There was outrage on the floor of the House over the whole thing [the House of Representatives vote to immediately withdraw troops from Iraq] which was, again, characterized as calling Mr. Murtha a coward which I do not believe any Member of Congress did.

In fact, Republican Ohio Rep. Jean Schmidt made the following statement during debate over what Republicans claimed was an approximation of Murtha's withdrawal plan (it called for immediate withdrawal, while Murtha's didn't):

A few minutes ago, I received a call from Colonel Danny Bubp, Ohio representative from the 88th District in the House of Representatives. He asked me to send Congress a message: Stay the course.
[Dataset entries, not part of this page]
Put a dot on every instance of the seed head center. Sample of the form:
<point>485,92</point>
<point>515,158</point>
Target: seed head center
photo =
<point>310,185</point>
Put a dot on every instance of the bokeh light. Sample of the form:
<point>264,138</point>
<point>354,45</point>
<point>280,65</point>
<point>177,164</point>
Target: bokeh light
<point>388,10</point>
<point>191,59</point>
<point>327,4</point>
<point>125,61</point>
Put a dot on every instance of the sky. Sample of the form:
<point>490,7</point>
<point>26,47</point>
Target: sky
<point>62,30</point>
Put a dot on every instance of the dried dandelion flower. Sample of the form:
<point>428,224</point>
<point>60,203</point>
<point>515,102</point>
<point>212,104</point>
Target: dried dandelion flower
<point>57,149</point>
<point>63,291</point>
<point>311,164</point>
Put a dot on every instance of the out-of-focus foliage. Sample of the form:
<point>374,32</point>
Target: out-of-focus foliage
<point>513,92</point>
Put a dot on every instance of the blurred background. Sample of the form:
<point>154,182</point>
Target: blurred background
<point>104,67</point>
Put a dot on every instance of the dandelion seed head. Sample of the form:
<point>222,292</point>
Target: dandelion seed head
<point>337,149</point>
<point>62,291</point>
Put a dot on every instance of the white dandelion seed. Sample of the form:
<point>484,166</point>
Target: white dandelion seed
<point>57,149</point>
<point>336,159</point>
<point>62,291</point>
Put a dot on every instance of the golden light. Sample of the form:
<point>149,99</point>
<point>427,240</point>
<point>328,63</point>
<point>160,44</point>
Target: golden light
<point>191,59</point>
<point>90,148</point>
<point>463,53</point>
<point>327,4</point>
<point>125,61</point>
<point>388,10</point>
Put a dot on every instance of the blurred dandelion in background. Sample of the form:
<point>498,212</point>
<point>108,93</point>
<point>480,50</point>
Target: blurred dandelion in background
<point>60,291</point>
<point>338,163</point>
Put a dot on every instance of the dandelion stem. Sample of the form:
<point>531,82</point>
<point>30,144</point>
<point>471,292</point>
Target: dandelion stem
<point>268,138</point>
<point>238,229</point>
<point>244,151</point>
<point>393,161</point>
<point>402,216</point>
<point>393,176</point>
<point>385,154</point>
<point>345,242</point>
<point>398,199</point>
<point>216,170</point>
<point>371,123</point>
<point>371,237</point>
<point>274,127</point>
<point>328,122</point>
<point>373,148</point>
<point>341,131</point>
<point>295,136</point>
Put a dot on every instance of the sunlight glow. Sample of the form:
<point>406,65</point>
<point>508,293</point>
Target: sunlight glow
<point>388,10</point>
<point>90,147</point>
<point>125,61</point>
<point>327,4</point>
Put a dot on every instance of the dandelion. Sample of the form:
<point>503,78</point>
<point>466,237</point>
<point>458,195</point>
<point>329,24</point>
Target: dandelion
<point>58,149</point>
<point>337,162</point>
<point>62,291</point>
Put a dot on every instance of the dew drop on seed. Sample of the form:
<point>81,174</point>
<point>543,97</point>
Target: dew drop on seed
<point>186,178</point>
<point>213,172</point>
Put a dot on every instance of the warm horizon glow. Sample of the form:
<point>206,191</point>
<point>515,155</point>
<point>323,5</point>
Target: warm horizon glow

He also asked me to send Congressman Murtha a message: that cowards cut and run, Marines never do.

That sure sounds a heck of a lot like a member of Congress was calling Murtha a coward.
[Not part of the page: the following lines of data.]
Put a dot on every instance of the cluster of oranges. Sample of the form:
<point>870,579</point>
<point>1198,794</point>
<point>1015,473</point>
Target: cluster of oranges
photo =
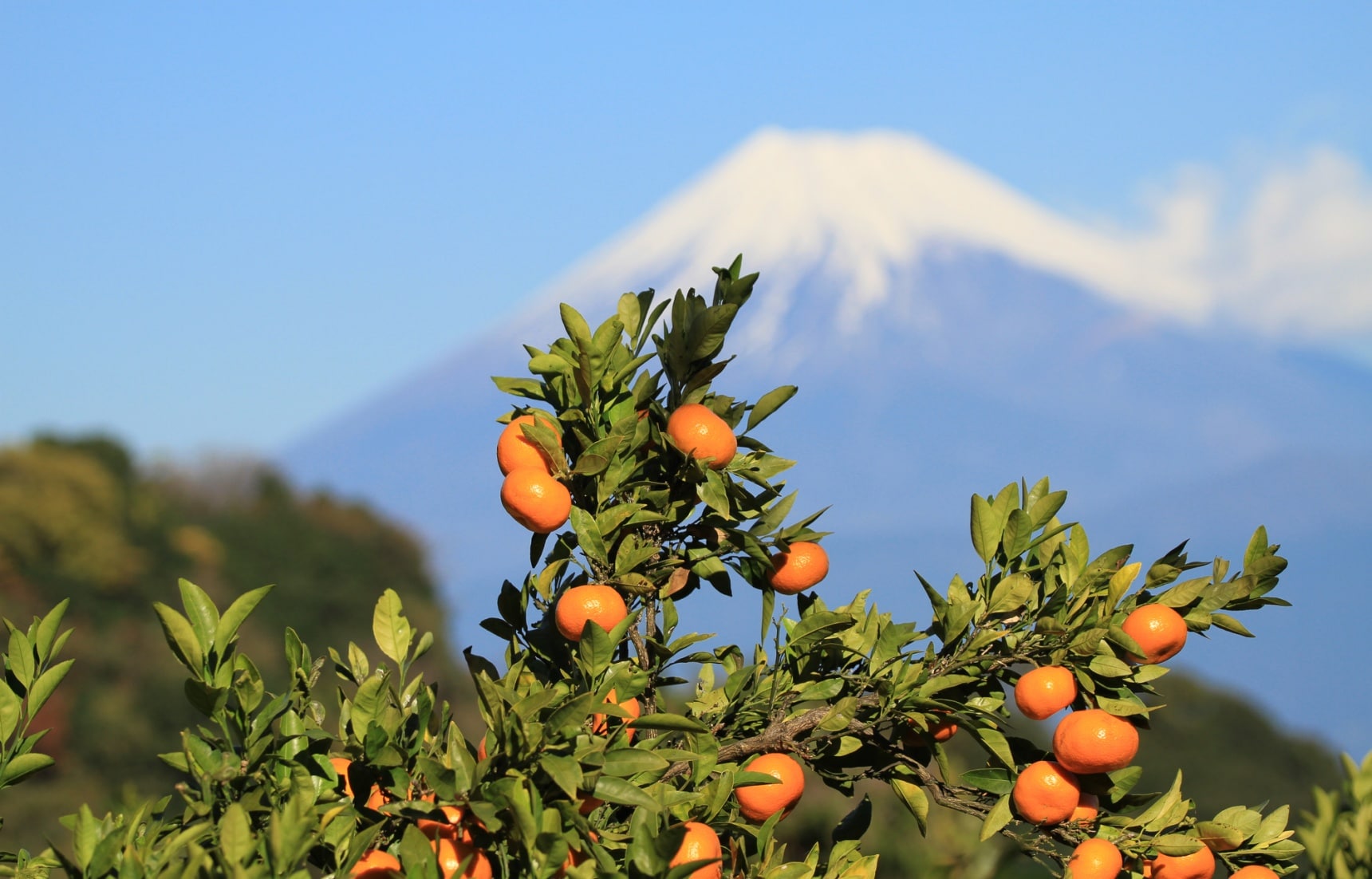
<point>530,493</point>
<point>538,501</point>
<point>1092,742</point>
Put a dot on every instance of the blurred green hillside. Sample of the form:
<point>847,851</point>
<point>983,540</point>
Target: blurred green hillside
<point>80,520</point>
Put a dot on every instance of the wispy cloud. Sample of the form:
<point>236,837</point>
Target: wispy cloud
<point>1287,253</point>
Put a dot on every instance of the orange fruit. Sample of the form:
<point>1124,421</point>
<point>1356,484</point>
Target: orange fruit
<point>451,853</point>
<point>1095,859</point>
<point>759,802</point>
<point>535,499</point>
<point>943,731</point>
<point>1094,741</point>
<point>575,857</point>
<point>514,450</point>
<point>1044,692</point>
<point>1046,793</point>
<point>1087,810</point>
<point>1200,864</point>
<point>447,829</point>
<point>699,844</point>
<point>592,602</point>
<point>377,864</point>
<point>701,434</point>
<point>630,705</point>
<point>373,801</point>
<point>1158,629</point>
<point>800,566</point>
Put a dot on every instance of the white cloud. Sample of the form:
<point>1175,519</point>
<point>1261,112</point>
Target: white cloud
<point>1290,254</point>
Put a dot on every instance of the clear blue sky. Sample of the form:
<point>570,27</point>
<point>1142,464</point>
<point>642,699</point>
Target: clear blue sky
<point>223,224</point>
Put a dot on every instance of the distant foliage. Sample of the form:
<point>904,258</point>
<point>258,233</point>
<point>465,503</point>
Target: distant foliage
<point>1338,835</point>
<point>78,517</point>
And if CNS is the bipartisan news organization that Thibault claims it is, you should be able to find plenty of coverage there about juicy scandals involving Republicans, right?

Uh, no. Take, for example, the case of Randy "Duke" Cunningham, the Republican congressman who resigned in disgrace after admitting to taking millions of dollars in bribes. CNS has written exactly zero original news articles on Cunningham's corruption. It did, however, find the time to tout Cunningham's support of issues near and dear to conservatives, such as an anti-flag-burning amendment and an effort to preserve a large cross on public land.
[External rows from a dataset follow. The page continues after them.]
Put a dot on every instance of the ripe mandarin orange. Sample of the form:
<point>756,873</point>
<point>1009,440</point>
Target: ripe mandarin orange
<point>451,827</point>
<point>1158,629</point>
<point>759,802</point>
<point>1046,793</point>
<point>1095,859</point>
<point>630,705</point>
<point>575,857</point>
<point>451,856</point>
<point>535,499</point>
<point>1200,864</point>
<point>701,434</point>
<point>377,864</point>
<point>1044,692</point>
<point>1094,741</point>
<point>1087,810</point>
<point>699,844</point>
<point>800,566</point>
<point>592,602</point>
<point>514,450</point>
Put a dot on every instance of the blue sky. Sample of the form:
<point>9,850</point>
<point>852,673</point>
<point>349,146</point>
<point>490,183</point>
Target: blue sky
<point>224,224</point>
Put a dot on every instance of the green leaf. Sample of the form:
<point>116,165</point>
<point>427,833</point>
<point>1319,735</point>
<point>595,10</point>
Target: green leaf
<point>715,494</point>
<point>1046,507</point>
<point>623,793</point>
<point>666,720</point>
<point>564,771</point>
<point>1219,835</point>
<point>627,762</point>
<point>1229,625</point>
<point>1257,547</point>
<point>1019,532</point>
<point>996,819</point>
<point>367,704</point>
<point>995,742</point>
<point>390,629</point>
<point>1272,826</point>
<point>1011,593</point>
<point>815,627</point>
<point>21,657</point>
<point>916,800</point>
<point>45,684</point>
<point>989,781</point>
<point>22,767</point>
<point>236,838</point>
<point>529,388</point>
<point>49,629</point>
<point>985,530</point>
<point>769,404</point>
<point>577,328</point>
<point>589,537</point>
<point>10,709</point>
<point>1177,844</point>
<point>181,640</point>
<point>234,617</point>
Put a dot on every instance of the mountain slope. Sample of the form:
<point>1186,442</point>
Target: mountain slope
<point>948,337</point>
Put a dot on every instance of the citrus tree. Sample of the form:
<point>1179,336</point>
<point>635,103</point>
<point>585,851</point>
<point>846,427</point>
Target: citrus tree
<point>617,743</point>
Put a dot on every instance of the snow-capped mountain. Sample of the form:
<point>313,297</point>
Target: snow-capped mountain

And the first mention of scandal-plagued, Republican-tied lobbyist Jack Abamoff on CNS is an April 2005 article painting Democrats as the "'get DeLay' crowd" for linking former House majority leader Tom DeLay in a roundabout way to Abramoff.

Bozell himself touted CNS' work in a Jan. 17 column, and he gets as snide as Thibault, claiming that "the media" has "thrown around the words 'war hero' [for Murtha] like clowns throwing candy at a parade." But even as he proudly proclaimed that "it fell to the Cybercast News Service ... to look into the Murtha military record," he attacked the "so-called nonpartisan, objective, 'mainstream' media" for daring to look into the background of John O'Neill and Swift Boat Veterans for Truth. But as noted above, CNS had no interest in doing that. Bozell, meanwhile, was so consumed with promoting their claims that he attacked anyone who did tell the truth about them, as ConWebWatch also noted.

What CNS has done in its Murtha hit job is a prime example of conservative journalism at work. It differs from regular journalism in one crucial aspect: Being conservative comes before being journalists. Where regular journalism is ideally concerned with presenting the facts without fear or favor -- and despite the MRC's continual carping about journalists being notoriously liberal, the vast majority of them strive for that ideal -- conservative journalism is concerned first and foremost with advancing the cause of conservatism. Facts are a little more malleable than in regular journalism; they can be distorted or hidden to make whatever point needs to be made -- making conservatives look good and/or making liberals (like Murtha) look bad. And in the conservative journalism model, working for a political party or partisan group is no hindrance to making a career as a journalist; and their CNS bios indicate, Thibault worked for the Republican National Committee before joining CNS, while Morano worked for Rush Limbaugh's mid-90s TV show.

Thibault admitted as much in the Washington Post article -- that Murtha became a conservative target because of his statements critical of the war. He didn't specifically say that, of course; he put it much nicer by saying that the Purple Heart issue is relevant "because the congressman has really put himself in the forefront of the antiwar movement. .. He has been placed by the Democratic Party and antiwar activists as a spokesman against the war above reproach." So, apparently, it's Murtha's fault that CNS is rooting around into his past and channeling dead people to smear him.

This is not a story CNS would cover if Murtha was a Republican; it would be the same kind of non-story as the Duke Cunningham scandal. In putting only the most negative information about Murtha up front, CNS has followed the conservative journalism template to a T. It should stop pretending otherwise.